It seems silly that the way the world and how you experience it is so different from the way you are supposed to experience it. For instance this whole secret thing. This shouldn’t even be a question as a citizen of fallen london, and yet it is. When it says I have a secret, since I can’t see it, and there is nothing to describe the secret all I have is this sort of vague idea of a thing that is referred to as a secret. Of course my character, or &quotme&quot would know fully well what it is they’re looking at. I’m having this constant strange disconnect where I’m trying to be this character in Fallen London, and yet I feel so detached from it. I feel almost, left out in a sense. I feel like the guy who woke up with amnesia, and whenever something doesn’t make sense the world is like &quothaha oh you were always such a kidder. Pretending like you don’t know!&quot Is this an issue for anyone else? How did you guys get through the game? Does it get better? Is it supposed to be this confusing from the get go?
edited by Major Squiggles on 2/11/2015

Yes it is supposed to be kind of surreal at weird at fisrt.

…though it gets weirder. Although at least by then you have some idea what’s going on.

The ‘information is treated like tangible objects’ thing is never really explained though, tbh.

So it’s basically just like it seems. I can literally stay in a room for a month if I tell my landlord 15 things he doesn’t already know? I suppose you can consider it valueable because he’ll then in turn tell those 15 things to someone else who will give him something for it. No sillier than exchanging scraps of paper I suppose.
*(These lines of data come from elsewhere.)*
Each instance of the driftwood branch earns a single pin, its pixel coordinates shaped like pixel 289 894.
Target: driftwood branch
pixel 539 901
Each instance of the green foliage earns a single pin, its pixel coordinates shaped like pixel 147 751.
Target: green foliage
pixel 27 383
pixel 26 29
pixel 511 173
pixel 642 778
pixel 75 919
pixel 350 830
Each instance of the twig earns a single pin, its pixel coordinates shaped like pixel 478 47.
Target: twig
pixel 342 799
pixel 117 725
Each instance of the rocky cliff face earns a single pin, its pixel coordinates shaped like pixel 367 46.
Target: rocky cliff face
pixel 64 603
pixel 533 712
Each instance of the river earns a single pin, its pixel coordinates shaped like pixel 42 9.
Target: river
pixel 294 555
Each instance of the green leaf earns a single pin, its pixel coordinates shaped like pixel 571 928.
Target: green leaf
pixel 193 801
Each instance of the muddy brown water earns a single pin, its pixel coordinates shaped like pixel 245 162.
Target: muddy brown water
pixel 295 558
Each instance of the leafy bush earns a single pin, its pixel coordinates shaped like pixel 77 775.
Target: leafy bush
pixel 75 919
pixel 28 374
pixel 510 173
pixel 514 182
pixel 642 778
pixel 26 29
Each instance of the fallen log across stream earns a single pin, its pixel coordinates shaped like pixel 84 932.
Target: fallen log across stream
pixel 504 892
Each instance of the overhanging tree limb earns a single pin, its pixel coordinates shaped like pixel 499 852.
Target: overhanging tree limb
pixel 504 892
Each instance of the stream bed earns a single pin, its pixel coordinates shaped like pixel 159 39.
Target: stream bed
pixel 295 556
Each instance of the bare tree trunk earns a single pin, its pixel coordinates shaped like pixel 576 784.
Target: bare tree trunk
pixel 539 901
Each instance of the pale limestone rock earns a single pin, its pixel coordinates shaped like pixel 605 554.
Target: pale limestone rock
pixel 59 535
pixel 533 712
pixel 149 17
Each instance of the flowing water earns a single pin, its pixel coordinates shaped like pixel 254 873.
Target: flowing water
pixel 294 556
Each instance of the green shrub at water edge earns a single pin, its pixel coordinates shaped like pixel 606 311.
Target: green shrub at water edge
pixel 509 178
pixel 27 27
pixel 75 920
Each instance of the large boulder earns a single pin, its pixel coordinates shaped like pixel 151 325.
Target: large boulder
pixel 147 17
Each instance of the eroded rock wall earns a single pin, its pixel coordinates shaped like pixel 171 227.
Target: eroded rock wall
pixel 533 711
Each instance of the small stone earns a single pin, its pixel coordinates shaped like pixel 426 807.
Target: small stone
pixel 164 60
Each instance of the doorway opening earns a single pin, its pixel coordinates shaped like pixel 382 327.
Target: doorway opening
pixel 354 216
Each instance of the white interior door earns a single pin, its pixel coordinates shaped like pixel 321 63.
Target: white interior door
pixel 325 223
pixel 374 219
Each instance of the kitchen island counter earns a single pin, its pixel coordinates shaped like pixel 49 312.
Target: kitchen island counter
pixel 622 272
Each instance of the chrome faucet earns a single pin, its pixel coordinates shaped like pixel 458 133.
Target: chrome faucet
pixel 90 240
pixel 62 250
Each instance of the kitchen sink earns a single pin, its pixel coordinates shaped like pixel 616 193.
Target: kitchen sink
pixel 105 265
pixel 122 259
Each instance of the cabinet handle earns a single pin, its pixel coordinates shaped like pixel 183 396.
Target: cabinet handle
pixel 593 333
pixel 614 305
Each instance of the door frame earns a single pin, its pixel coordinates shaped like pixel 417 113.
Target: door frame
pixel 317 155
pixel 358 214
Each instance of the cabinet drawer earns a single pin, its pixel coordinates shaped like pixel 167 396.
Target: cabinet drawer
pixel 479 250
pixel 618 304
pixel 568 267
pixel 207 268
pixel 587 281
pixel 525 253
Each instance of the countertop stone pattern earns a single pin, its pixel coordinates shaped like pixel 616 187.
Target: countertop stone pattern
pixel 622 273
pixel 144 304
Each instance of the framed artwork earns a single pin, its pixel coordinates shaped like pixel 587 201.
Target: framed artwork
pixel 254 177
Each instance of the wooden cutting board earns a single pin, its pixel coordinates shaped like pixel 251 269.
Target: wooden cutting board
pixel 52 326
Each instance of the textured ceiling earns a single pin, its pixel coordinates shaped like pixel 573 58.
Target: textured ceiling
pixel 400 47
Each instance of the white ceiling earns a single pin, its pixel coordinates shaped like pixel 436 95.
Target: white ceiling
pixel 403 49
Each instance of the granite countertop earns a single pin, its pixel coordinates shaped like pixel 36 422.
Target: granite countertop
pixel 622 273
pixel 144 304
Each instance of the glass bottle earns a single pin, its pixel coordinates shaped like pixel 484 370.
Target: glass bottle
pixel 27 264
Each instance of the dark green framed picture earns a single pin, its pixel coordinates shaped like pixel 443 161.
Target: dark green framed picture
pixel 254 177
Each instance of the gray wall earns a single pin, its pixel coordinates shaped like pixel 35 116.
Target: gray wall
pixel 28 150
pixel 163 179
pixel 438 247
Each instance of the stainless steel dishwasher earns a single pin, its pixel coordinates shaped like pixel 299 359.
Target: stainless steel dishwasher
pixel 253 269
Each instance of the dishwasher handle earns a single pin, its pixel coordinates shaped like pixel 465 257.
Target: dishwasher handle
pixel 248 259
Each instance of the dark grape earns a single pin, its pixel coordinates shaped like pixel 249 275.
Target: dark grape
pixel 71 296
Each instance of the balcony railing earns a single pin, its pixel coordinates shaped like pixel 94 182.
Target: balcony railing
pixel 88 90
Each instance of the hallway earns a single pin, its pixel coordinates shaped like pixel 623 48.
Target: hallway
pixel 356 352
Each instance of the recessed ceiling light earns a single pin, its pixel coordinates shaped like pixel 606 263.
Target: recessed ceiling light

Only problem being some secrets wouldn’t be as valuable as others. Suppose there are 100 people who know that John’s a vegetarian. Secrets can’t be &quotspent&quot. it’s not like once you’ve told someone a bit of information you instantly forget it yourself. That would be like being able to use a dollar multiple times with different people. So if I tell that to the landlord that secret can only be exchanged with people who don’t already know. Since that number doesn’t really go down a particular secret could be much less valuable than others. So information that 100 people know would be more useful, and be exchanged much more often than something that 10,000 people know. And yet it seems like they are all the same value since it only matters how many different secrets you know. Followup question, how is the fallen london economy not in complete ruins?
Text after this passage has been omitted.